Scientists have found a cometary building block in an unexpected place: deep inside a meteorite, according to a new paper.
Scientists have found a cometary building block in an unexpected place: deep inside a meteorite, according to a new paper.
The researchers reported finding a 0.1 millimeter, carbon-rich rock fragment inside of a meteorite. They interpreted it as a piece of a comet captured during the earliest ages of the Solar System when the planets were still forming, and later brought to the Earth. We simply don’t have a lot of comet samples here on Earth to study, which makes this potential discovery very exciting.
The fragment “may be characteristic of cometary materials that are not represented in meteorite collections because they are too fragile to survive atmospheric entry,” according to the paper published today in Nature Astronomy.

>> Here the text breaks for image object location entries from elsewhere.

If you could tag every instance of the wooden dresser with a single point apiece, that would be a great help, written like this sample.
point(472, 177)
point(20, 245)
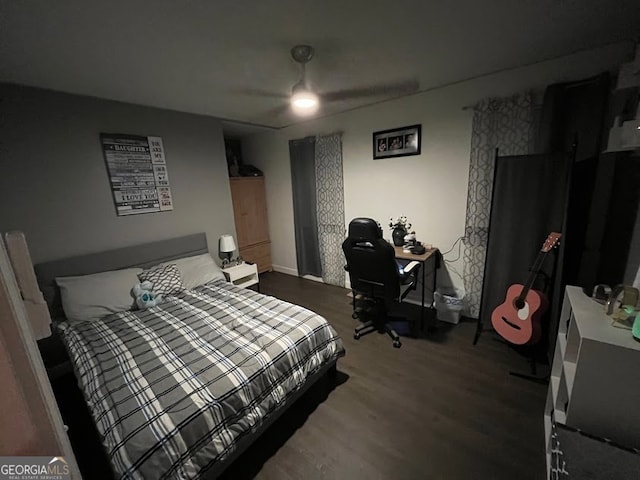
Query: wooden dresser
point(252, 225)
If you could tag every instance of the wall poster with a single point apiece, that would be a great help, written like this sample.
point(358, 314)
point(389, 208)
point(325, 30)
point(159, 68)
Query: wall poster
point(138, 173)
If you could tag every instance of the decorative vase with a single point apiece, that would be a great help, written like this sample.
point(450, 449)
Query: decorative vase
point(398, 236)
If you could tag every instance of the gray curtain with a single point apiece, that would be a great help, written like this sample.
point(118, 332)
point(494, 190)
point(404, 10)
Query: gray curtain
point(330, 207)
point(506, 124)
point(303, 183)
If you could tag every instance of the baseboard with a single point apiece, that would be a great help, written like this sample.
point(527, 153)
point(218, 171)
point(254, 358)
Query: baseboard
point(286, 270)
point(427, 302)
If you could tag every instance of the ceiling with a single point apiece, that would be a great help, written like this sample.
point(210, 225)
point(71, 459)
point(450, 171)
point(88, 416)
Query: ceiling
point(215, 57)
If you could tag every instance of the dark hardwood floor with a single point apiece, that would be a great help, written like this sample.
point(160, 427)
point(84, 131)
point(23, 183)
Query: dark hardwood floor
point(437, 408)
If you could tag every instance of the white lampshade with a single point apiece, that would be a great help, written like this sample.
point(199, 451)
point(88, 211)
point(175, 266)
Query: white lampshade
point(303, 100)
point(226, 244)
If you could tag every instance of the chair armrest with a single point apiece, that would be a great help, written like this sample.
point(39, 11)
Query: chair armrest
point(410, 266)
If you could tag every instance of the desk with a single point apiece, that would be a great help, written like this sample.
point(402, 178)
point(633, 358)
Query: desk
point(432, 253)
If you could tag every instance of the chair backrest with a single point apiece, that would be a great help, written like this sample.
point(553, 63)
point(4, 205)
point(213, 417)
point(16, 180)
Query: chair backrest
point(371, 261)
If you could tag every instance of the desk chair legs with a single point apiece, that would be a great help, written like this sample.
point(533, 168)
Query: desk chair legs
point(374, 325)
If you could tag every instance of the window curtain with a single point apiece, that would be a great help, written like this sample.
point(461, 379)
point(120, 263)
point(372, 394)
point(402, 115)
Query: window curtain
point(506, 124)
point(303, 183)
point(318, 206)
point(330, 207)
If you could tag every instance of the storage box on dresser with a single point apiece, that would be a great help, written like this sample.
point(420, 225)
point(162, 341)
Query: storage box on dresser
point(594, 378)
point(252, 225)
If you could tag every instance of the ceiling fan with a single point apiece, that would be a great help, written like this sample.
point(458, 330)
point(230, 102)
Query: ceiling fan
point(303, 100)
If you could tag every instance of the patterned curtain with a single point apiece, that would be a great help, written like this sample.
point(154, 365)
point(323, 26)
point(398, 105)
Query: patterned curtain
point(506, 124)
point(330, 207)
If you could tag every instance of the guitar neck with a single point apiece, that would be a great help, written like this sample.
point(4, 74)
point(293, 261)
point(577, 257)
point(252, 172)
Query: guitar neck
point(532, 276)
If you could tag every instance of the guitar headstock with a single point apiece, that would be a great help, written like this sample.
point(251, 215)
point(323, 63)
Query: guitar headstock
point(551, 241)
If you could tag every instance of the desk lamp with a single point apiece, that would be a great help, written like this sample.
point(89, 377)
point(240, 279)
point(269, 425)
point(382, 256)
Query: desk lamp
point(226, 246)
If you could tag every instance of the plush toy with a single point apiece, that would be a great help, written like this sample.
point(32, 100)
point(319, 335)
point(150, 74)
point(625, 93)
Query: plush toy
point(144, 295)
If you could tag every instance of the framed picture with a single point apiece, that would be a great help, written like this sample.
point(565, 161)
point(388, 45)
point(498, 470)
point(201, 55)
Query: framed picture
point(397, 142)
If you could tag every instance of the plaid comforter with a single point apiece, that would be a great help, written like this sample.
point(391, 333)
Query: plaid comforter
point(172, 388)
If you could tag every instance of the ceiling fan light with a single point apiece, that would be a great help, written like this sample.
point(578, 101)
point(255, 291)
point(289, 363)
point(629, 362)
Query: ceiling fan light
point(304, 102)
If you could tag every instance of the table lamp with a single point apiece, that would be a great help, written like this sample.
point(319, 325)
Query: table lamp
point(226, 245)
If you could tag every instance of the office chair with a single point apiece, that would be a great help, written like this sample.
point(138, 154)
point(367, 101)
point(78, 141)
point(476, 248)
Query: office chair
point(375, 276)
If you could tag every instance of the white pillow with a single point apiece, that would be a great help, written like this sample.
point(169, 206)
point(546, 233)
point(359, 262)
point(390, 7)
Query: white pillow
point(89, 297)
point(197, 270)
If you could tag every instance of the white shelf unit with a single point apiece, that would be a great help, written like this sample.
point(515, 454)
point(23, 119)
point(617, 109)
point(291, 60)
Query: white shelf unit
point(594, 377)
point(243, 275)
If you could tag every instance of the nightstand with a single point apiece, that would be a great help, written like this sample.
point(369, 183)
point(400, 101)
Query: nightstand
point(243, 275)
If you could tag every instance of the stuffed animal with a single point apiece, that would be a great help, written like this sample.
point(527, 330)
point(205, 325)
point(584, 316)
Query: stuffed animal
point(144, 295)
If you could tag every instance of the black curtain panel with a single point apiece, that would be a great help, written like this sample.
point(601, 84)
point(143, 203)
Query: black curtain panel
point(529, 201)
point(303, 182)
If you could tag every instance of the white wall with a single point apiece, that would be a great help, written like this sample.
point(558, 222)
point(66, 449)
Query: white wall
point(54, 181)
point(431, 188)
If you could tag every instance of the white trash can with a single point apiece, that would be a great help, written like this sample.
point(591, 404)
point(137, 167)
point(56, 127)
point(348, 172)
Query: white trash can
point(449, 304)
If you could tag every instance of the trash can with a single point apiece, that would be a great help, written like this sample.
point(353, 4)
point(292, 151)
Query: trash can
point(449, 304)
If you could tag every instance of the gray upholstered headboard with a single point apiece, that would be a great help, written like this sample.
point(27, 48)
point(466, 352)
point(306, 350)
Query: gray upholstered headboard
point(144, 256)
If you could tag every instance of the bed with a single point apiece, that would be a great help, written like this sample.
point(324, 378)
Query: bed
point(179, 390)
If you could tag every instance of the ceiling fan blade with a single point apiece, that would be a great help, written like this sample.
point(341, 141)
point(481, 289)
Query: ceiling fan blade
point(395, 89)
point(277, 111)
point(257, 92)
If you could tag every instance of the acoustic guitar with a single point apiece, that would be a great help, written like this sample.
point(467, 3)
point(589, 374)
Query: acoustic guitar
point(518, 318)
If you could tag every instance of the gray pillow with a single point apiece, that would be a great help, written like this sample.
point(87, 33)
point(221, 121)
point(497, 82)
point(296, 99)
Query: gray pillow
point(89, 297)
point(197, 270)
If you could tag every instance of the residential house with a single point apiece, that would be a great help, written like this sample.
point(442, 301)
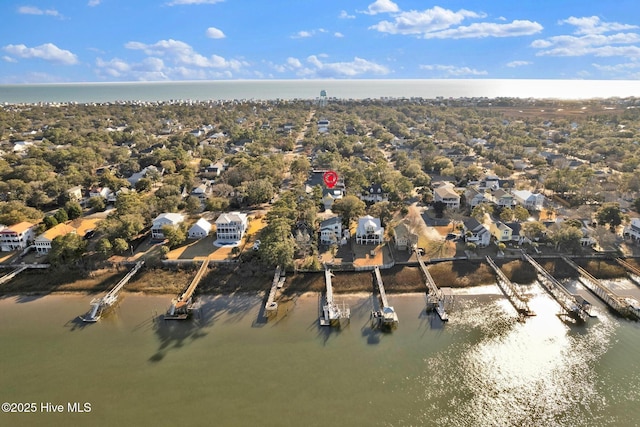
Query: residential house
point(500, 231)
point(17, 236)
point(369, 231)
point(43, 241)
point(331, 231)
point(230, 227)
point(373, 194)
point(446, 195)
point(476, 232)
point(200, 229)
point(165, 219)
point(529, 200)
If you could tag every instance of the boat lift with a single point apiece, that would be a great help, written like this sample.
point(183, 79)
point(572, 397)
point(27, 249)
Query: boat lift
point(182, 306)
point(387, 316)
point(98, 305)
point(332, 313)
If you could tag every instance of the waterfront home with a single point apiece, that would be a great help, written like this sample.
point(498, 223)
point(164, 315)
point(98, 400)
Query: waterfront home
point(43, 241)
point(231, 226)
point(448, 196)
point(529, 200)
point(500, 231)
point(476, 233)
point(331, 231)
point(165, 219)
point(374, 194)
point(17, 236)
point(200, 229)
point(369, 231)
point(632, 231)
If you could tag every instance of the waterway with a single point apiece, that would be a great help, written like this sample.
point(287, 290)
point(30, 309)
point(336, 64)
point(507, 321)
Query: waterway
point(227, 367)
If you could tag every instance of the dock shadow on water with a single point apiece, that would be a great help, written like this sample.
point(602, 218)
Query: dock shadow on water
point(175, 334)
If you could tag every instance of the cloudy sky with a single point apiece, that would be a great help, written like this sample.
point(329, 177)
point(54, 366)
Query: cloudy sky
point(158, 40)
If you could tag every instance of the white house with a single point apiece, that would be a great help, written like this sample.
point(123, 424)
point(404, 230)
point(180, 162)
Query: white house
point(200, 229)
point(170, 219)
point(230, 227)
point(17, 236)
point(446, 195)
point(529, 200)
point(369, 231)
point(43, 241)
point(331, 231)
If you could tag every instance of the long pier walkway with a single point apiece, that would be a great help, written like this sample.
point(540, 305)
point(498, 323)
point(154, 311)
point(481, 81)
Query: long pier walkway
point(180, 307)
point(98, 305)
point(617, 303)
point(572, 304)
point(509, 289)
point(332, 312)
point(4, 279)
point(271, 305)
point(387, 316)
point(436, 298)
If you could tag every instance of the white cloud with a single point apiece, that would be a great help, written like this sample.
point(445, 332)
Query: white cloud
point(488, 29)
point(515, 64)
point(182, 54)
point(47, 51)
point(427, 21)
point(353, 68)
point(345, 15)
point(589, 38)
point(453, 71)
point(382, 6)
point(181, 2)
point(33, 10)
point(593, 25)
point(215, 33)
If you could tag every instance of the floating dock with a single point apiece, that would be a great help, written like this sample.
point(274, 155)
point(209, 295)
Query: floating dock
point(627, 307)
point(182, 306)
point(4, 279)
point(271, 305)
point(332, 313)
point(387, 316)
point(573, 305)
point(518, 301)
point(98, 305)
point(436, 298)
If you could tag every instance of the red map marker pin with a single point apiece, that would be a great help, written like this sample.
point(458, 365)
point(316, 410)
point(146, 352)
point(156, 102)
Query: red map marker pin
point(330, 178)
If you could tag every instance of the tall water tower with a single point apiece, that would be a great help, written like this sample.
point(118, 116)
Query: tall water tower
point(323, 98)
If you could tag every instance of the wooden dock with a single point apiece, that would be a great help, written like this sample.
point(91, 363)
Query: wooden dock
point(623, 306)
point(387, 316)
point(518, 301)
point(574, 305)
point(182, 306)
point(98, 305)
point(436, 298)
point(332, 313)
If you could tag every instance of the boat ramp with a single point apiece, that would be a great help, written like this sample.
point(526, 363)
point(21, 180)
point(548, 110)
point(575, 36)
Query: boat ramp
point(518, 301)
point(387, 316)
point(332, 313)
point(438, 299)
point(271, 306)
point(182, 306)
point(98, 305)
point(574, 305)
point(627, 307)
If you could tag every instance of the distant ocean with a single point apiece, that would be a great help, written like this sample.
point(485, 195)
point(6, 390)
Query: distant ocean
point(310, 89)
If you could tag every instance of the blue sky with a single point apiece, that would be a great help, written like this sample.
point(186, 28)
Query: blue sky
point(159, 40)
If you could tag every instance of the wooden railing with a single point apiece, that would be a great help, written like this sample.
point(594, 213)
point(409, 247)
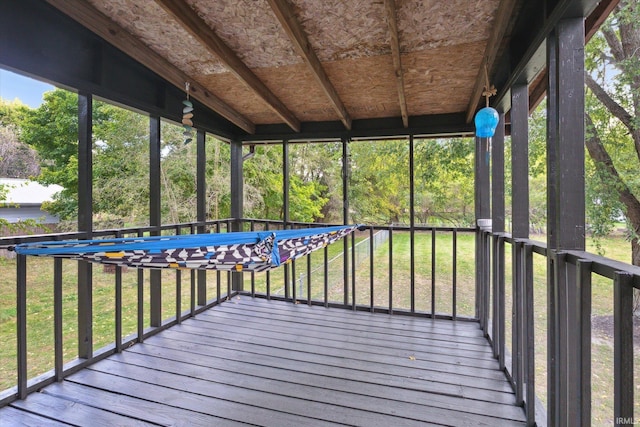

Let’s first define a few things: A meteorite is a rock from space that’s already landed on the surface of Earth. It could be part of an asteroid, rocky bodies thought to originate from leftover matter in the Solar System that didn’t form into planets, or part of a comet, which are similar to asteroids but contain volatile elements that heat into an atmosphere (called a coma) and a tail under the influence of the Sun. These are clunky terms, but they get at what astronomers are interested in more generally–how the Solar System formed, and how the different objects we see today can retell that story.
The researchers analyzed a meteorite from Antarctica called LAP 02342, which is interesting because it’s been minimally weathered or eroded during its time on Earth. They analyzed it with an electron microscope, revealing the tiny carbon-rich section that differed from the rest of the otherwise typical meteorite. Its composition matched other interplanetary dust particles astronomers have previously argued come from comets.
Humans weren’t around to watch this meteorite form, so we can’t determine an exact origin of the fragment. But the researchers have some ideas; maybe it was the earliest stage of a comet, forming from material in the outermost region of the Solar System, the icy Kuiper Belt. But the comet’s formation was somehow stopped, and this piece was snatched up by an asteroid, which moved inward towards the Sun and eventually struck the Earth.
Hopefully scientists will soon find more of these carbon specks inside of asteroids to tell the Solar System’s origin story further. According to the paper, dedicated searchers for these carbon-rich pieces in ancient meteorites “may prove valuable for expanding our understanding of the full range of primitive astromaterials in the early Solar System.”